The Department of Telecommunications will soon be forming a committee (circular from 31 July, available yesterday) to advise the government on issues of monitoring compliance with Net Neutrality. The committee will have an advisory role, and its membership will be decided in consultation with the TRAI.
The circular provides details of the Telecom Commission’s acceptance of TRAI’s recommendations on Net Neutrality, which were issued last November. While the circular largely brings TRAI’s net neutrality recommendations into force verbatim, the committee’s advisory role is a new detail.
“DoT shall establish a multi-stakeholder body with framework for collaborative mechanism among the stakeholders. The body shall have an advisory role,” the circular says. “The monitoring and enforcement functions with respect to Net Neutrality shall rest with DoT.” The rest of the circular’s implementation matches exactly with TRAI’s recommendations.
On a multistakeholder committee
From MediaNama editor Nikhil Pahwa’s post on TRAI’s recommendations last November:
Someone asked me whether such a [multistakeholder] committee can hold a statutory position. While terms and conditions have not been defined by the TRAI, it has essentially accepted something that NASSCOM was pushing for. They had done the same in case of the differential pricing regulation, wanting a greater say in the regulation process. I find it difficult to trust a multi-stakeholder committee or an organisation, over a regulator which can be held to higher governance standards, in terms of transparency, accountability, choice of participants, among other things. It is expected to be “led by industry” and include ISPs and TSPs, which is a problem by itself. We need an entity independent of TSPs and ISPs, and not led by industry. We need the TRAI to perform this role, with its own committee, led by TRAI officials, because they can be held to greater standards of accountability, and in general, they have been the most transparent of regulators in the past.

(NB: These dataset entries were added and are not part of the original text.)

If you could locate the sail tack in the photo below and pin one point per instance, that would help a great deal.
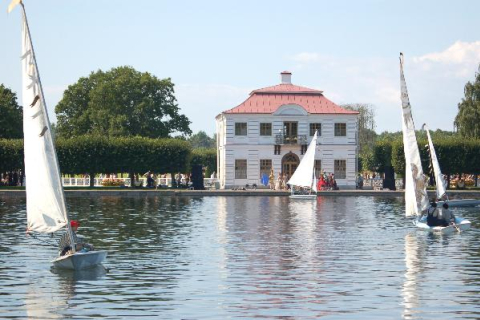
(416, 199)
(304, 174)
(45, 199)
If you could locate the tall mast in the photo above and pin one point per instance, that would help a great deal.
(45, 114)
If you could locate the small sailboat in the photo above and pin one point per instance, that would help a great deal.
(416, 199)
(441, 185)
(304, 176)
(46, 209)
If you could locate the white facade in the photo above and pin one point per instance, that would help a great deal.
(336, 149)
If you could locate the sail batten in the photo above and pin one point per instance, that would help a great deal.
(304, 174)
(46, 211)
(439, 181)
(416, 199)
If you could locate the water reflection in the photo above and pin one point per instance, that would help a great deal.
(412, 276)
(243, 257)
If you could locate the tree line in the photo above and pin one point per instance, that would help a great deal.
(133, 155)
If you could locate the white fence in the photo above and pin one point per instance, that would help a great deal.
(164, 182)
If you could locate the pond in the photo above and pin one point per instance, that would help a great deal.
(243, 258)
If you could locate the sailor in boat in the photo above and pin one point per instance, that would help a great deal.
(432, 215)
(64, 244)
(439, 218)
(447, 216)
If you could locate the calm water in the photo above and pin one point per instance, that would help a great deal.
(243, 258)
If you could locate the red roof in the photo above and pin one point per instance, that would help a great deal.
(268, 100)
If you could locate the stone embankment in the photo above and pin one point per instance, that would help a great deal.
(209, 193)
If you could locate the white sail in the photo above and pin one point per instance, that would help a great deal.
(45, 199)
(439, 181)
(416, 199)
(303, 175)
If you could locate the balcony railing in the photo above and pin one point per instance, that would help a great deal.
(286, 139)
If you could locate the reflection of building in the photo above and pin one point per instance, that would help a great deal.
(272, 129)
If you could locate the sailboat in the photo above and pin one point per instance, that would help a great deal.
(304, 175)
(416, 198)
(440, 183)
(46, 209)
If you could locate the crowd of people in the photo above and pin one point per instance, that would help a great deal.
(327, 182)
(12, 178)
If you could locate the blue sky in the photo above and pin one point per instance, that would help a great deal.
(217, 52)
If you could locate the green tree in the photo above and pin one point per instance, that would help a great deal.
(11, 121)
(121, 102)
(467, 120)
(202, 140)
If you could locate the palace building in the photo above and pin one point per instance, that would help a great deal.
(272, 129)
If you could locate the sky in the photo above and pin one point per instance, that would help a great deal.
(217, 52)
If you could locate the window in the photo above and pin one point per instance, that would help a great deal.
(240, 128)
(314, 127)
(241, 169)
(340, 169)
(265, 166)
(265, 129)
(318, 167)
(340, 129)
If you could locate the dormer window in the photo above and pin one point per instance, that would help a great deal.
(340, 129)
(240, 128)
(315, 127)
(265, 129)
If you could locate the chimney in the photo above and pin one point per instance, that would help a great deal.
(286, 77)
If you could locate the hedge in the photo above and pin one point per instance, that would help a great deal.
(93, 154)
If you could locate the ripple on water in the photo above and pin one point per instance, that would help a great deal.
(243, 257)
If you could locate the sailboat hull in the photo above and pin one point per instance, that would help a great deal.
(304, 196)
(460, 203)
(80, 260)
(460, 225)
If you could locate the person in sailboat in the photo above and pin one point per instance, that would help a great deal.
(64, 244)
(447, 216)
(432, 215)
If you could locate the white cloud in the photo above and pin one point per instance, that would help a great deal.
(459, 60)
(458, 53)
(201, 103)
(306, 57)
(435, 82)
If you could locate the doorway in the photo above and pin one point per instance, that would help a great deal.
(290, 132)
(290, 163)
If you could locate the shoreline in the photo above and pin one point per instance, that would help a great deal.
(98, 192)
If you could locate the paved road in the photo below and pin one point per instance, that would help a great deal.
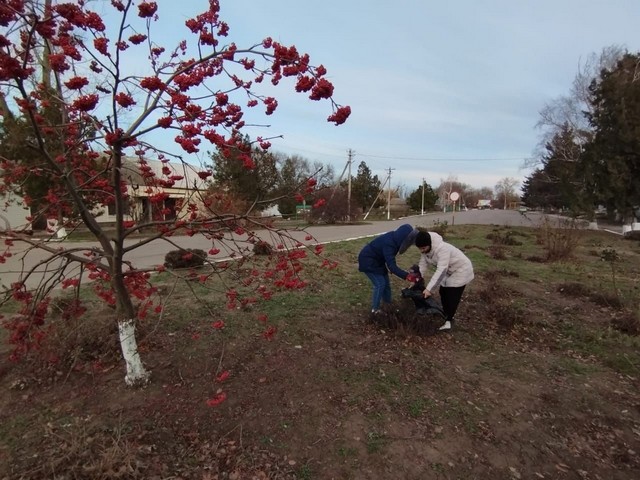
(153, 253)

TRAI’s recommendations were issued on the caveat that it is not giving up its right to issue regulations on its own with regard to Net Neutrality.
Some problems remain
Further issues from our July post on the Telecom Commission’s approval of TRAI’s rules:
1. Specialised services: TRAI says Specialised Services can’t be a replacement for Internet Access Services, and their provisioning shouldn’t be detrimental to Internet Access. To a TV channel last year, TRAI Chairman RS Sharma said that these may include autonomous cars, remote access surgery. However, a more thorough reading of the TRAI recommendations suggests that IPTV (video streaming?) and VoIP, which are in some cases licensed services, may be exempt.
“The license agreement identifies the categories of services that can be offered by licensed service providers. This includes the provision of VoIP and IPTV services, which may also qualify as specialised services under the suggested definition. In the event that a service provider proposes to carry out any other categories of specialised services an enabling provision relating to the same may need to be introduced in the license. Accordingly, the DoT may amend the license from time to time to specify the categories of services permitted to be carried out by licensed service providers. To the extent that such services are permitted under the license and also fall under the definition of specialised services, they would not be subject to the principles of non-discriminatory treatment.”
What this means is that VoIP and IPTV (video streaming?) services operated by ISPs under a license may be given a discriminatory preference over other services. Thus, an Airtel Talk VoIP app might perform better than, say, Whatsapp. However, there is still some consolation here. The recommendations also emphasise that:
“the provision of such services should not be detrimental to the availability and overall quality of Internet Access Services. This could be monitored using various quality of service parameters.”
This means that prioritisation of an Airtel Talk should not lead to the deprecation of overall quality of Internet Access, and thus other services. All in all, this is not great, but it’s not as bad as it could have been.
This will, of course, have to be monitored.
2. Where’s the monitoring? The TRAI recommendations do not cover transparency and disclosure norms for telecom operators, saying only that “The Authority proposes to supplement its existing disclosure and transparency requirements by framing additional regulations in this regard.”
The TRAI has also been unable to define any means of monitoring and enforcement of these recommendations. It has passed that buck on to the DoT, saying that it may establish a multi-stakeholder body “with framework for collaborative mechanism among the stakeholders. The multistakeholder body, not for profit, led by industry may comprise members representing different categories of TSPs and ISPs, large and small content providers, representatives from research and academia, civil society organisations and consumer representatives. The terms, conditions and governance structure etc. would be recommended by TRAI once this recommendation is accepted by the Government in principle.”
So, the TRAI’s work is still not done.
Download: TRAI’s Net Neutrality recommendations
Disclosure: Nikhil Pahwa is a co-founder of the SaveTheInternet campaign for Net Neutrality, and founding member and chairman of the Internet Freedom Foundation.